Wednesday, December 23, 2009

Best and Worst Presents

I had an impromptu dinner with a friend the other night and said to her: "Oh, there was this great gift I didn't buy you today. It was a Lego Architectural series of the Empire State Building."

"That was a great gift not to get me." She said.

See my friend collects little metal buildings of icons like the Empire State Building, Eiffel Tower, etc. Of course, these days she collects lots less of anything since she, too, moved into a small, downtown condo. And the Lego, though sleek and wonderful-looking was real off topic. (Not a metal souvenir. Something I might like better than she would, etc.) Collections can begat gifts like that. Gifts that are not, in and of themselves, stupid (like Billy Bass, but we aren't going to talk about bad gifts I've received) but just, well, not right for the person at the moment. I'd just given her the idea of the gift, a laugh. We aren't really exchanging gifts this year.

I've written before about gifts...here in the Journal of Unintended Consequences (a dormant blog I intend to revive any day now) and here in this blog about the economics of gifts.

Today I'm just talking about specific things that I remember giving or getting that were especially egregious or particularly wonderful for some reason.

Some wonderful gifts I've given: a laundry basket with pop-up legs; a check to a Junior College for an extension class in loom weaving; and some iPod Touches (this season); a very tiny loose leaf Filofax (in the pre-PDA and Smartphone era); a bunch of Nissan stainless commuter cups. I can't really remember too many others that worked out so well that I gave someone. It was just the right gift at the right time to the right person. Or so it seemed. I'm sure there have been others. And many of the opposite kind.

Some wonderful gifts I've received: many books I wanted or would have if I'd known they'd existed; a Buzz Lightyear room protector; a gadget with a handle that becomes legs to hold tennis ball waist-high and is a wire cage with the wires just far enough apart to compress a tennis ball and let it in and not out.

Some truly awful gifts I've given: a talking bathroom scale; a Melita drip coffee maker; various electronics (answering machine, VCR, etc.) to my in-laws who don't do well with technology.

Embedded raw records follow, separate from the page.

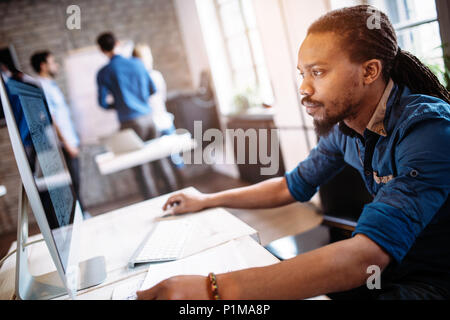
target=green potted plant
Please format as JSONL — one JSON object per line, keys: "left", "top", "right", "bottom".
{"left": 231, "top": 86, "right": 264, "bottom": 115}
{"left": 425, "top": 44, "right": 450, "bottom": 90}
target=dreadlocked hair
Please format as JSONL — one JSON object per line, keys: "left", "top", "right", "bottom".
{"left": 307, "top": 5, "right": 450, "bottom": 104}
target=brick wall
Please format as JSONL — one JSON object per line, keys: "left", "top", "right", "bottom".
{"left": 0, "top": 0, "right": 193, "bottom": 95}
{"left": 0, "top": 0, "right": 195, "bottom": 234}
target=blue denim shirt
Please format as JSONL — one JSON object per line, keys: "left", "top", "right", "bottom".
{"left": 97, "top": 55, "right": 156, "bottom": 123}
{"left": 286, "top": 80, "right": 450, "bottom": 291}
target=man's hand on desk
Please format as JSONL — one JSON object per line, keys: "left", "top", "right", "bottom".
{"left": 136, "top": 275, "right": 211, "bottom": 300}
{"left": 65, "top": 145, "right": 80, "bottom": 158}
{"left": 161, "top": 178, "right": 294, "bottom": 217}
{"left": 162, "top": 192, "right": 211, "bottom": 216}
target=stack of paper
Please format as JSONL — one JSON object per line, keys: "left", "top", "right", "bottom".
{"left": 140, "top": 240, "right": 250, "bottom": 291}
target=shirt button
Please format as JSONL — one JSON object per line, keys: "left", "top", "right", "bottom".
{"left": 410, "top": 169, "right": 419, "bottom": 178}
{"left": 365, "top": 170, "right": 371, "bottom": 176}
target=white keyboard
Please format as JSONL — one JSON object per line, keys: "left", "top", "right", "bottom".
{"left": 128, "top": 219, "right": 194, "bottom": 268}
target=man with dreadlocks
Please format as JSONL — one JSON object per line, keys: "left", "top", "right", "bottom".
{"left": 137, "top": 5, "right": 450, "bottom": 300}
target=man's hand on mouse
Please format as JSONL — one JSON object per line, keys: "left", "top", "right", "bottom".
{"left": 161, "top": 192, "right": 210, "bottom": 216}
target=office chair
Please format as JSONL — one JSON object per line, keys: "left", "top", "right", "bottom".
{"left": 265, "top": 165, "right": 373, "bottom": 260}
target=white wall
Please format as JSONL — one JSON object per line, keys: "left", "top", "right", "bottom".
{"left": 251, "top": 0, "right": 329, "bottom": 172}
{"left": 173, "top": 0, "right": 210, "bottom": 89}
{"left": 174, "top": 0, "right": 241, "bottom": 179}
{"left": 329, "top": 0, "right": 362, "bottom": 10}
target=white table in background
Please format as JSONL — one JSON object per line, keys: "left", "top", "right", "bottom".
{"left": 95, "top": 133, "right": 196, "bottom": 175}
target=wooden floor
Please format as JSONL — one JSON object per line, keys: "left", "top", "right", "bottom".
{"left": 0, "top": 167, "right": 323, "bottom": 261}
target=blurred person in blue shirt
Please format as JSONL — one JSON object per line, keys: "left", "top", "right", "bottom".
{"left": 96, "top": 32, "right": 178, "bottom": 199}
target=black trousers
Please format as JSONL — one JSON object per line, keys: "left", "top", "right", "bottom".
{"left": 120, "top": 114, "right": 179, "bottom": 199}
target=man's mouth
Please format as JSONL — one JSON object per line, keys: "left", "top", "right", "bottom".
{"left": 301, "top": 98, "right": 323, "bottom": 115}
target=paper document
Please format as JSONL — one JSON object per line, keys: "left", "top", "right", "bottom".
{"left": 140, "top": 240, "right": 249, "bottom": 291}
{"left": 175, "top": 208, "right": 258, "bottom": 259}
{"left": 111, "top": 278, "right": 144, "bottom": 300}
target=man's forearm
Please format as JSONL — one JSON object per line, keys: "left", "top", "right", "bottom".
{"left": 203, "top": 177, "right": 295, "bottom": 210}
{"left": 53, "top": 124, "right": 70, "bottom": 150}
{"left": 217, "top": 234, "right": 391, "bottom": 300}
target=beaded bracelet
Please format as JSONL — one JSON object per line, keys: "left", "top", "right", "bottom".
{"left": 208, "top": 272, "right": 220, "bottom": 300}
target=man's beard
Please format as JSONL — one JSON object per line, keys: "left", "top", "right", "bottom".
{"left": 313, "top": 102, "right": 359, "bottom": 137}
{"left": 313, "top": 113, "right": 346, "bottom": 137}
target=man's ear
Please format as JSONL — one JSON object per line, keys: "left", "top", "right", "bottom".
{"left": 362, "top": 59, "right": 383, "bottom": 85}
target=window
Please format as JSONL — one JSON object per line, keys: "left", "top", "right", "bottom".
{"left": 329, "top": 0, "right": 361, "bottom": 10}
{"left": 214, "top": 0, "right": 274, "bottom": 111}
{"left": 370, "top": 0, "right": 446, "bottom": 85}
{"left": 330, "top": 0, "right": 448, "bottom": 86}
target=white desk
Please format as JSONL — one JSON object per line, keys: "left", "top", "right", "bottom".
{"left": 0, "top": 187, "right": 280, "bottom": 300}
{"left": 95, "top": 133, "right": 197, "bottom": 175}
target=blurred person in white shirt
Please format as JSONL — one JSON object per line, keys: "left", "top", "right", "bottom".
{"left": 132, "top": 44, "right": 184, "bottom": 168}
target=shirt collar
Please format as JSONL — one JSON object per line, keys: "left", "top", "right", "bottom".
{"left": 37, "top": 75, "right": 52, "bottom": 82}
{"left": 366, "top": 79, "right": 394, "bottom": 137}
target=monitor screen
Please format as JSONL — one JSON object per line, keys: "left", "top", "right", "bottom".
{"left": 4, "top": 79, "right": 76, "bottom": 272}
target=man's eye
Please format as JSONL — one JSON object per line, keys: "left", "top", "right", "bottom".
{"left": 298, "top": 72, "right": 305, "bottom": 79}
{"left": 313, "top": 70, "right": 323, "bottom": 77}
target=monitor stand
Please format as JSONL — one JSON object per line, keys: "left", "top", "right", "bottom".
{"left": 15, "top": 186, "right": 107, "bottom": 300}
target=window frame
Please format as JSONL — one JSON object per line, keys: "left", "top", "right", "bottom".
{"left": 213, "top": 0, "right": 273, "bottom": 104}
{"left": 362, "top": 0, "right": 448, "bottom": 84}
{"left": 435, "top": 0, "right": 450, "bottom": 62}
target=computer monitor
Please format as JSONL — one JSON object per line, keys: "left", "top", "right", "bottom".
{"left": 0, "top": 100, "right": 5, "bottom": 127}
{"left": 0, "top": 76, "right": 106, "bottom": 300}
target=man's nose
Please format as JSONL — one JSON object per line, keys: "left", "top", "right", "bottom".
{"left": 299, "top": 80, "right": 314, "bottom": 96}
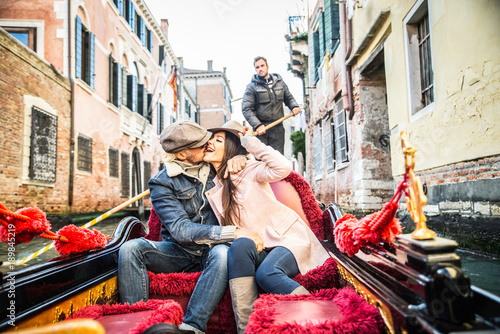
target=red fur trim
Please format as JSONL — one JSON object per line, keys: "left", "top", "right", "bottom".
{"left": 0, "top": 206, "right": 50, "bottom": 245}
{"left": 293, "top": 258, "right": 339, "bottom": 291}
{"left": 145, "top": 207, "right": 162, "bottom": 241}
{"left": 284, "top": 170, "right": 325, "bottom": 240}
{"left": 54, "top": 225, "right": 108, "bottom": 256}
{"left": 69, "top": 299, "right": 183, "bottom": 334}
{"left": 246, "top": 287, "right": 384, "bottom": 334}
{"left": 148, "top": 271, "right": 201, "bottom": 296}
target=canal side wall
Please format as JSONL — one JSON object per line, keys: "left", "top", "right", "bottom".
{"left": 0, "top": 28, "right": 71, "bottom": 214}
{"left": 397, "top": 154, "right": 500, "bottom": 255}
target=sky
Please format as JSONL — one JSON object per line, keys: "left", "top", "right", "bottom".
{"left": 145, "top": 0, "right": 307, "bottom": 121}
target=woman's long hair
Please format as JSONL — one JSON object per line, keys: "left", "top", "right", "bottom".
{"left": 216, "top": 131, "right": 248, "bottom": 226}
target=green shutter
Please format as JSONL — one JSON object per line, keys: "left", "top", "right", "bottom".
{"left": 318, "top": 11, "right": 325, "bottom": 60}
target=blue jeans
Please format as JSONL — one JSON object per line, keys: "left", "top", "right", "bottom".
{"left": 118, "top": 238, "right": 229, "bottom": 332}
{"left": 227, "top": 238, "right": 300, "bottom": 294}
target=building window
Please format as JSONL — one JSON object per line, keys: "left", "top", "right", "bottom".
{"left": 313, "top": 123, "right": 322, "bottom": 177}
{"left": 109, "top": 147, "right": 119, "bottom": 178}
{"left": 127, "top": 75, "right": 138, "bottom": 112}
{"left": 143, "top": 160, "right": 151, "bottom": 198}
{"left": 109, "top": 55, "right": 121, "bottom": 108}
{"left": 113, "top": 0, "right": 124, "bottom": 16}
{"left": 125, "top": 0, "right": 135, "bottom": 32}
{"left": 404, "top": 0, "right": 434, "bottom": 117}
{"left": 417, "top": 14, "right": 433, "bottom": 107}
{"left": 333, "top": 100, "right": 348, "bottom": 164}
{"left": 157, "top": 102, "right": 165, "bottom": 135}
{"left": 75, "top": 16, "right": 95, "bottom": 88}
{"left": 29, "top": 106, "right": 57, "bottom": 183}
{"left": 121, "top": 152, "right": 130, "bottom": 197}
{"left": 146, "top": 29, "right": 153, "bottom": 53}
{"left": 5, "top": 27, "right": 36, "bottom": 51}
{"left": 121, "top": 67, "right": 128, "bottom": 107}
{"left": 147, "top": 93, "right": 153, "bottom": 123}
{"left": 309, "top": 0, "right": 340, "bottom": 85}
{"left": 323, "top": 116, "right": 334, "bottom": 171}
{"left": 77, "top": 134, "right": 92, "bottom": 173}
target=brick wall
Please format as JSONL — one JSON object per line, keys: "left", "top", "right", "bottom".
{"left": 0, "top": 29, "right": 71, "bottom": 214}
{"left": 397, "top": 154, "right": 500, "bottom": 217}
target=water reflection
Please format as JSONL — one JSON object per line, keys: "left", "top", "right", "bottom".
{"left": 457, "top": 249, "right": 500, "bottom": 297}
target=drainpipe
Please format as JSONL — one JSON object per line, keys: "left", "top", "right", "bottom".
{"left": 343, "top": 3, "right": 354, "bottom": 120}
{"left": 67, "top": 0, "right": 75, "bottom": 210}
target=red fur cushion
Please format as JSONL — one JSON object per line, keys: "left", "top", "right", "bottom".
{"left": 246, "top": 287, "right": 384, "bottom": 334}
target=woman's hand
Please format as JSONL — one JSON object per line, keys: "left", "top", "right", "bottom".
{"left": 224, "top": 155, "right": 247, "bottom": 178}
{"left": 235, "top": 228, "right": 264, "bottom": 252}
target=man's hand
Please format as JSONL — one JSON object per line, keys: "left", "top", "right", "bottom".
{"left": 224, "top": 155, "right": 247, "bottom": 178}
{"left": 292, "top": 107, "right": 301, "bottom": 116}
{"left": 256, "top": 124, "right": 266, "bottom": 135}
{"left": 235, "top": 228, "right": 264, "bottom": 252}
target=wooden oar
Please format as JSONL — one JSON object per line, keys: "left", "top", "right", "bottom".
{"left": 17, "top": 189, "right": 151, "bottom": 265}
{"left": 252, "top": 113, "right": 295, "bottom": 136}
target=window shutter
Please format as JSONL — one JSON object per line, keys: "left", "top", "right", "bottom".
{"left": 158, "top": 45, "right": 164, "bottom": 66}
{"left": 140, "top": 19, "right": 146, "bottom": 45}
{"left": 147, "top": 93, "right": 153, "bottom": 123}
{"left": 116, "top": 63, "right": 122, "bottom": 108}
{"left": 75, "top": 16, "right": 82, "bottom": 79}
{"left": 117, "top": 0, "right": 123, "bottom": 16}
{"left": 318, "top": 11, "right": 325, "bottom": 60}
{"left": 90, "top": 32, "right": 95, "bottom": 89}
{"left": 324, "top": 0, "right": 332, "bottom": 51}
{"left": 143, "top": 89, "right": 148, "bottom": 119}
{"left": 108, "top": 56, "right": 113, "bottom": 102}
{"left": 121, "top": 67, "right": 127, "bottom": 107}
{"left": 129, "top": 4, "right": 135, "bottom": 32}
{"left": 157, "top": 101, "right": 162, "bottom": 135}
{"left": 132, "top": 75, "right": 137, "bottom": 112}
{"left": 138, "top": 84, "right": 144, "bottom": 116}
{"left": 147, "top": 29, "right": 153, "bottom": 53}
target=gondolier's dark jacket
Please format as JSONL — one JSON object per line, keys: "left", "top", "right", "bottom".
{"left": 242, "top": 73, "right": 299, "bottom": 131}
{"left": 149, "top": 161, "right": 236, "bottom": 254}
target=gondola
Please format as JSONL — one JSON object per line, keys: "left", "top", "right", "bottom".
{"left": 1, "top": 136, "right": 500, "bottom": 334}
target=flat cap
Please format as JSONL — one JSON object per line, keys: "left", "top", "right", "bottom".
{"left": 160, "top": 121, "right": 212, "bottom": 153}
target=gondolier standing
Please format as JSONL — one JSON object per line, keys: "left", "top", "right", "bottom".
{"left": 242, "top": 56, "right": 301, "bottom": 154}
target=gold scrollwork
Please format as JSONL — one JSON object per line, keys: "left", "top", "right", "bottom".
{"left": 336, "top": 263, "right": 395, "bottom": 334}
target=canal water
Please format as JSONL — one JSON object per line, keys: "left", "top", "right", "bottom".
{"left": 1, "top": 217, "right": 499, "bottom": 296}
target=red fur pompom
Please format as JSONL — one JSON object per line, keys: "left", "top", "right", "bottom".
{"left": 54, "top": 224, "right": 108, "bottom": 256}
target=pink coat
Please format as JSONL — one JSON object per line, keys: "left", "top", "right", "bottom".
{"left": 205, "top": 137, "right": 330, "bottom": 274}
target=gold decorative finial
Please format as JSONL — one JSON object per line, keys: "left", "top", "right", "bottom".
{"left": 401, "top": 131, "right": 436, "bottom": 240}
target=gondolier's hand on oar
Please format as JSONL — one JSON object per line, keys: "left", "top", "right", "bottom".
{"left": 235, "top": 228, "right": 264, "bottom": 253}
{"left": 252, "top": 110, "right": 300, "bottom": 136}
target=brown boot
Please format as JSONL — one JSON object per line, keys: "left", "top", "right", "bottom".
{"left": 229, "top": 276, "right": 259, "bottom": 334}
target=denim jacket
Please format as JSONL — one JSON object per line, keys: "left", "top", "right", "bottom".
{"left": 149, "top": 161, "right": 236, "bottom": 253}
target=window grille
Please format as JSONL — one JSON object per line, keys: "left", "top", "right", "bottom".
{"left": 121, "top": 152, "right": 130, "bottom": 197}
{"left": 29, "top": 106, "right": 58, "bottom": 182}
{"left": 77, "top": 134, "right": 92, "bottom": 172}
{"left": 109, "top": 147, "right": 119, "bottom": 178}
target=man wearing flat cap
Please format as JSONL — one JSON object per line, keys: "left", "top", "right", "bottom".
{"left": 118, "top": 121, "right": 261, "bottom": 334}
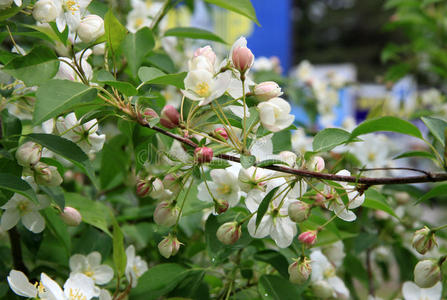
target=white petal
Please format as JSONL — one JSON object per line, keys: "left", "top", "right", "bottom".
{"left": 22, "top": 211, "right": 45, "bottom": 233}
{"left": 210, "top": 70, "right": 232, "bottom": 99}
{"left": 269, "top": 97, "right": 291, "bottom": 114}
{"left": 348, "top": 192, "right": 365, "bottom": 209}
{"left": 88, "top": 134, "right": 106, "bottom": 152}
{"left": 247, "top": 214, "right": 272, "bottom": 238}
{"left": 334, "top": 207, "right": 357, "bottom": 222}
{"left": 1, "top": 209, "right": 20, "bottom": 231}
{"left": 270, "top": 218, "right": 296, "bottom": 248}
{"left": 7, "top": 270, "right": 37, "bottom": 298}
{"left": 92, "top": 265, "right": 114, "bottom": 285}
{"left": 181, "top": 89, "right": 203, "bottom": 101}
{"left": 69, "top": 254, "right": 88, "bottom": 273}
{"left": 64, "top": 273, "right": 99, "bottom": 299}
{"left": 402, "top": 282, "right": 421, "bottom": 300}
{"left": 328, "top": 276, "right": 350, "bottom": 299}
{"left": 87, "top": 251, "right": 102, "bottom": 267}
{"left": 420, "top": 282, "right": 442, "bottom": 300}
{"left": 245, "top": 189, "right": 265, "bottom": 212}
{"left": 197, "top": 182, "right": 213, "bottom": 203}
{"left": 40, "top": 273, "right": 65, "bottom": 300}
{"left": 99, "top": 289, "right": 112, "bottom": 300}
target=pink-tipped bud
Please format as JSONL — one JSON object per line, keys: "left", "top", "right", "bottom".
{"left": 314, "top": 193, "right": 325, "bottom": 206}
{"left": 136, "top": 177, "right": 153, "bottom": 197}
{"left": 194, "top": 146, "right": 213, "bottom": 163}
{"left": 33, "top": 162, "right": 63, "bottom": 186}
{"left": 412, "top": 227, "right": 436, "bottom": 255}
{"left": 254, "top": 81, "right": 283, "bottom": 101}
{"left": 162, "top": 174, "right": 181, "bottom": 195}
{"left": 60, "top": 206, "right": 82, "bottom": 226}
{"left": 158, "top": 234, "right": 181, "bottom": 258}
{"left": 193, "top": 45, "right": 216, "bottom": 66}
{"left": 414, "top": 259, "right": 441, "bottom": 288}
{"left": 214, "top": 127, "right": 228, "bottom": 140}
{"left": 288, "top": 201, "right": 311, "bottom": 223}
{"left": 138, "top": 108, "right": 159, "bottom": 126}
{"left": 214, "top": 199, "right": 229, "bottom": 214}
{"left": 298, "top": 230, "right": 317, "bottom": 246}
{"left": 232, "top": 46, "right": 254, "bottom": 74}
{"left": 154, "top": 201, "right": 179, "bottom": 227}
{"left": 216, "top": 221, "right": 241, "bottom": 245}
{"left": 16, "top": 141, "right": 42, "bottom": 167}
{"left": 288, "top": 257, "right": 312, "bottom": 284}
{"left": 160, "top": 105, "right": 180, "bottom": 129}
{"left": 307, "top": 156, "right": 325, "bottom": 172}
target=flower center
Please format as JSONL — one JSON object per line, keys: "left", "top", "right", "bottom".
{"left": 217, "top": 184, "right": 231, "bottom": 195}
{"left": 135, "top": 17, "right": 144, "bottom": 28}
{"left": 195, "top": 82, "right": 210, "bottom": 97}
{"left": 18, "top": 201, "right": 29, "bottom": 213}
{"left": 323, "top": 267, "right": 335, "bottom": 278}
{"left": 65, "top": 0, "right": 80, "bottom": 15}
{"left": 132, "top": 265, "right": 140, "bottom": 276}
{"left": 367, "top": 152, "right": 375, "bottom": 161}
{"left": 83, "top": 270, "right": 94, "bottom": 277}
{"left": 68, "top": 288, "right": 86, "bottom": 300}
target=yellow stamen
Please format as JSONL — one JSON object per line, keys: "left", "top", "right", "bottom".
{"left": 217, "top": 184, "right": 231, "bottom": 195}
{"left": 195, "top": 82, "right": 210, "bottom": 97}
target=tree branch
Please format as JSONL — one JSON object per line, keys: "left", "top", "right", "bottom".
{"left": 8, "top": 227, "right": 28, "bottom": 274}
{"left": 148, "top": 125, "right": 447, "bottom": 186}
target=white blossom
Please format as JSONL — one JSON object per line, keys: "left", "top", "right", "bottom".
{"left": 69, "top": 252, "right": 114, "bottom": 285}
{"left": 125, "top": 245, "right": 148, "bottom": 288}
{"left": 402, "top": 281, "right": 442, "bottom": 300}
{"left": 7, "top": 270, "right": 37, "bottom": 298}
{"left": 258, "top": 97, "right": 295, "bottom": 132}
{"left": 197, "top": 169, "right": 241, "bottom": 208}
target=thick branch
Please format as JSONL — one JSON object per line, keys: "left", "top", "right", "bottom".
{"left": 8, "top": 228, "right": 28, "bottom": 274}
{"left": 149, "top": 125, "right": 447, "bottom": 186}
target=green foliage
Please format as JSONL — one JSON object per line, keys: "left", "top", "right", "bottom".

This year, though, they ask for TV ears and FFP bought them, charged them and set them up and it seems to be going over well.

Ah, well, money, gift certificates (although they can be to the wrong place or for the wrong thing) and booze (although, you know, the right booze and for a drinker) always seem to fit.

For a couple of years in the old (big) house, FFP and I would wrap up books for each other...that we found on the shelves in the house. There were often some pleasant surprises.

To say that gift giving is fraught with peril, or was in the days before the very specific on-line wish list, is an understatement. But I do like the look of gaily-wrapped gifts.

[Picture is from 2005 when we still lived in the 'big house.' No tree but a decorated glass and wrought iron table with presents on it.] There is a large, flat present in the foreground. What in the world was in there?]